The naming criteria for file names are determined in combination with business scenarios , It's usually based on a profile + Timestamp format is the main format . However, such naming conventions can easily lead to file name conflicts , Cause unnecessary follow-up trouble .
So I made a special treatment for the naming of file names here , I have handled the front end Route Routing experience should be associated with , The filename can be accessed through Content based generation Hash value Instead of .

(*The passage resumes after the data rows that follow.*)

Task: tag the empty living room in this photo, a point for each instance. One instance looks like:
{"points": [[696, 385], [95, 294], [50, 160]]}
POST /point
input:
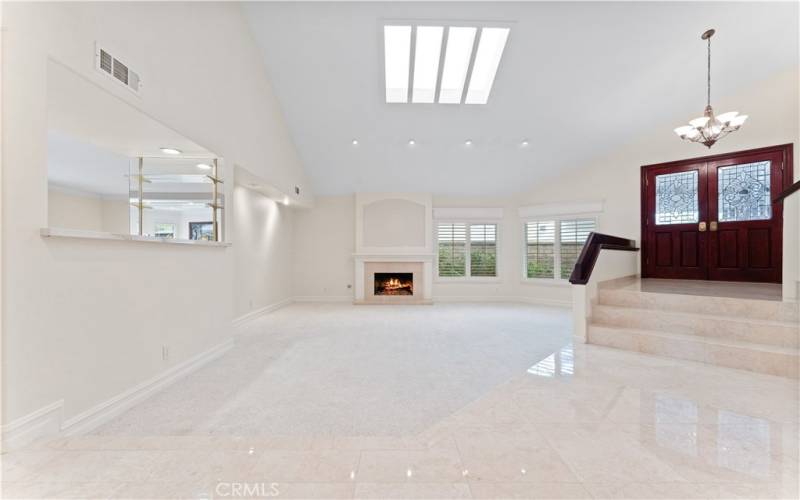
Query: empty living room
{"points": [[394, 250]]}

stay Spring 3.0 Then the method of calculating the summary is provided .
DigestUtils#md
Returns the of the given byte MD5 Hexadecimal string representation of the abstract .
md5DigestAsHex Source code
/**
* Calculate the bytes of the summary
* @param A hexadecimal summary character
* @return String returns the of a given byte MD5 Hexadecimal string representation of the abstract .
*/
public static String md5DigestAsHex(byte[] bytes) {
return digestAsHexString(MD5_ALGORITHM_NAME, bytes);
}file name 、 Content 、 suffix ( Storage format ) Generate the file directly after confirmation
/**
* Generate... Directly from content file
*/
public static void generateFile(String destDirPath, String fileName, String content) throws FileZipException {
File targetFile = new File(destDirPath + File.separator + fileName);
// Ensure that the parent directory exists
if (!targetFile.getParentFile().exists()) {
if (!targetFile.getParentFile().mkdirs()) {
throw new FileZipException(" path is not found ");
}
}
// Set file encoding format
try (PrintWriter writer = new PrintWriter(new BufferedWriter(new OutputStreamWriter(new FileOutputStream(targetFile), ENCODING)))
) {
writer.write(content);
return;
} catch (Exception e) {
throw new FileZipException("create file error",e);
}
}The advantages of generating files through content are self-evident , It can greatly reduce our initiative to generate new files based on content comparison 、 If the file content is large and the corresponding file name is the same, it means that the content has not been adjusted , At this time, we don't need to do subsequent file update operations .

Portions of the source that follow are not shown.